Genuine is your only option for quality suspension components? Umm, try again sweetie.
You can’t tar the whole aftermarket scene with the same brush of fear. There is so much gear out there that meets or exceeds the quality of ‘genuine’, and it pretty much all costs less as well. Yes, there is rubbish out there… but the smart buyer can avoid this by being cluey about it.
At the end of the day, an educated and researched buyer is a smart buyer. Do your due diligence.
Stand up for your rights
Don’t forget that anything you purchase in this country these days is covered by our very comprehensive Australian Consumer Law. Most notably, the ‘fit for purpose’ clause is one you can pay attention to. Put simply, any product (or service) purchased must be able to do what it said on the box, and be free from defects. If it isn’t, the buyer has the right for recourse and compensation from the seller. And you can contact the ACCC, who will go in to bat for you.
Most products sold in Australia adhere to specific Australian Standards, which maintain a baseline for quality, performance, longevity and safety. Sometimes these codes are compulsory; sometimes they are voluntary.
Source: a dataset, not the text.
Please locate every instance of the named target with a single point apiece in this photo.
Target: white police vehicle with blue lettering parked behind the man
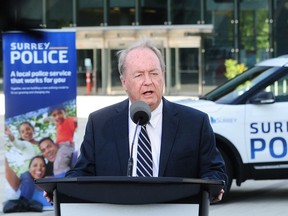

Regardless, any manufacturer of gear worth their salt will aim to meet or exceed these standards – so find out if they do or not.
Like any other companies, vehicle manufacturers have one simple goal: To make more money. They’re running a bit of a scare campaign, with that simple goal front and centre. It’s important to take what they’re saying with a grain of salt. There’s nothing wrong with genuine gear, but it’s important to know that it’s not your only option.
Pub Ammo – Some Facts
- 98% of car parts are not made by the manufacturer.
- 70% of the AAAA are OE suppliers.
- Australia accounts for less than 1% of global turnover of automotive parts.
- The vast majority of the Australian parts market runs through big, established companies like Repco and Bursons.
- Only a few manufacturers have casting and fabricating abilities in Australia; almost all accessories are manufactured by the aftermarket industry on behalf of the manufacturers
- Does using non-genuine parts or accessories void the warranty of your new vehicle? No.
Buying parts? Arm yourself with the right knowledge…
Genuine: Parts branded and supplied by the vehicle manufacturer. Usually the most expensive option.
OEM equivalent: Original Equipment Manufacturer. Branded by the manufacturer of the part, not the manufacturer of the vehicle. It’s the exact same part as the genuine option, without the branding and the box. Cheaper, too.
Aftermarket: Parts made by a separate, independent company. These vary from better, equal and worse in quality and value – depending on who makes them.